The cemetery at Lake Jocassee was very eerie and haunting, as the light level was so low at 132 feet. We passed over a few graves that had been exhumed--all that was left were perfect rectangular holes.
Q: What is your basic can't-live-without-it camera setup?
AK: I haven't gone digital yet. American Waters was all shot on Professional Kodak E100GX 35mm film. So for the moment, my can't-live-without setup would be a Nexus F4 housing, a Nikon F4 with a large action viewfinder and a wide-angle lens, either a 16mm or 18mm.
Q: What remains your biggest hurdle as an underwater photographer? What are you driven to perfect?
AK: Money to go do what I would like to...and time.
It takes a lot of money to get off the beaten track for a decent period of time when you're not sent somewhere by a magazine.
And enough time underwater. Ideally, I would like to spend a lot more time underwater every year than I do. This project was obviously the exception to the rule.
I'm driven to find unusual images that might make people stop and think for a moment.
Q: What advice would you offer a diver seeking to become a better underwater photographer?

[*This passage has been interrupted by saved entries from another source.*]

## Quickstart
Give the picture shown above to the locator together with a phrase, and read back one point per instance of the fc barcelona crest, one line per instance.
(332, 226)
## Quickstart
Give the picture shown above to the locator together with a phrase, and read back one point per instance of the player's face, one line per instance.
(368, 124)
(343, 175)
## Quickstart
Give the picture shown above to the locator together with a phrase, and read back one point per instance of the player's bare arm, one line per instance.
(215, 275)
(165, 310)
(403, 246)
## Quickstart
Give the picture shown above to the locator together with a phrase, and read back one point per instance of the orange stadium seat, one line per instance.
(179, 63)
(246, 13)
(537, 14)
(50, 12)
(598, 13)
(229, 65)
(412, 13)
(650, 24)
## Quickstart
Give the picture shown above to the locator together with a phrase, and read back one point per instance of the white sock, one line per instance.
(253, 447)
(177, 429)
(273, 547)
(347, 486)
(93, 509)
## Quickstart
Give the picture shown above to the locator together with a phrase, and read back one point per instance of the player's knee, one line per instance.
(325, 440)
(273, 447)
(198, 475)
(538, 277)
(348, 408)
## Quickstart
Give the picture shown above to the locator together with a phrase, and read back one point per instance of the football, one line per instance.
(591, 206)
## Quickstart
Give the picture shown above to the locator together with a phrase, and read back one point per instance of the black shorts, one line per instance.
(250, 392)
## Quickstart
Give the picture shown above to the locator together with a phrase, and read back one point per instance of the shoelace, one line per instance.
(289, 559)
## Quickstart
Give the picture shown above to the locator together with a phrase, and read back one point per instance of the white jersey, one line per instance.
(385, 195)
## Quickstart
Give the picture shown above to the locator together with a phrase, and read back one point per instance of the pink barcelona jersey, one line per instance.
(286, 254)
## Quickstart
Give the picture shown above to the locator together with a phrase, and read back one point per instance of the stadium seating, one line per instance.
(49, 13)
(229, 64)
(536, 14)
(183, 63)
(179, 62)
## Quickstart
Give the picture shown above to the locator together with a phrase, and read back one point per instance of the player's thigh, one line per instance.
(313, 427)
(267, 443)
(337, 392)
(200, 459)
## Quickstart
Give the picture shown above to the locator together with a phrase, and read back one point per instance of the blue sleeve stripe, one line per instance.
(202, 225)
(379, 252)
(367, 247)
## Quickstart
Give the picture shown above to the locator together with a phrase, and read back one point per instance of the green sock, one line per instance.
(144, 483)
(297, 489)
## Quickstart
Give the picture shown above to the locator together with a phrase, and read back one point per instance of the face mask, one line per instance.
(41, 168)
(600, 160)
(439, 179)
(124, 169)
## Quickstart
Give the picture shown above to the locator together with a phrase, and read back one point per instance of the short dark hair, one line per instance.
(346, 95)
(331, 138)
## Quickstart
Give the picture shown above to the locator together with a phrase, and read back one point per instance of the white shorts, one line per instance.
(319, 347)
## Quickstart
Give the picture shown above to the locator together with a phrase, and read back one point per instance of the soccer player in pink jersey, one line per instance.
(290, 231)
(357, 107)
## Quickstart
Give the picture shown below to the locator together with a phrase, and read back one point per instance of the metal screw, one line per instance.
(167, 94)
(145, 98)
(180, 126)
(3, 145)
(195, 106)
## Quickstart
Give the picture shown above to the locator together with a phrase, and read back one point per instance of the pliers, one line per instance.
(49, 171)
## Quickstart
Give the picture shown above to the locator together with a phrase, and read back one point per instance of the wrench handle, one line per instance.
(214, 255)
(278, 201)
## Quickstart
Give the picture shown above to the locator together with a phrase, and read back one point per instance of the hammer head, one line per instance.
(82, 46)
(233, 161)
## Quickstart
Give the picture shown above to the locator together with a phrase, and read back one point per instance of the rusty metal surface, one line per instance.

AK: Perfect your diving skills, especially buoyancy. Your equipment should feel like a second skin. Get a lot of dives under your belt before you even take a camera underwater. I was lucky, as I had hundreds of dives as a divemaster before I took a camera down.
Know your subject. If it is an animal, do your research.
Don't try and shoot too many subjects when you're underwater. Concentrate on only a few per dive at the very most. I'm lucky if I find one! Find your subject and then work it, don't just snap and move on. Compose your shot and then wait and see. It's surprising what happens or what comes along if you remain in one place for a while. Use the available light, be very patient and don't be afraid to experiment.
Q: You met your wife, Hazel, during the early part of this project. What other transforming events did you experience?
AK: At the beginning of the project I was concerned about spending so many years on one idea. But once I began, I felt that what I was doing was absolutely the right thing. I have never felt that clear before in my career.
Apart from that, dealing with the hurricanes and tropical storms during the summer of 2004 made me realize even more how incredibly fragile life is on this planet.
Q: Is Hazel an underwater photography widow? Do you ever leave your camera topside?
AK: Hazel is an underwater photography widow, but she is also a new diver who likes warm water. Most of the time I was in the water she was my topside assistant, changing film and doing production work.
No, I never leave my camera topside because you never know what might appear.
Q: What's next? Do you plan any similarly themed trips to other regions of the world?
AK: After five years of working nonstop and having very little time for anything but the project, I would like to take Hazel on a holiday, spend some quality time with my family, and just sit and reflect without a deadline looming.
I have quite a few ideas in the pipeline, one very long-term one and many shorter ideas, but I'm not sure which idea I will pursue next.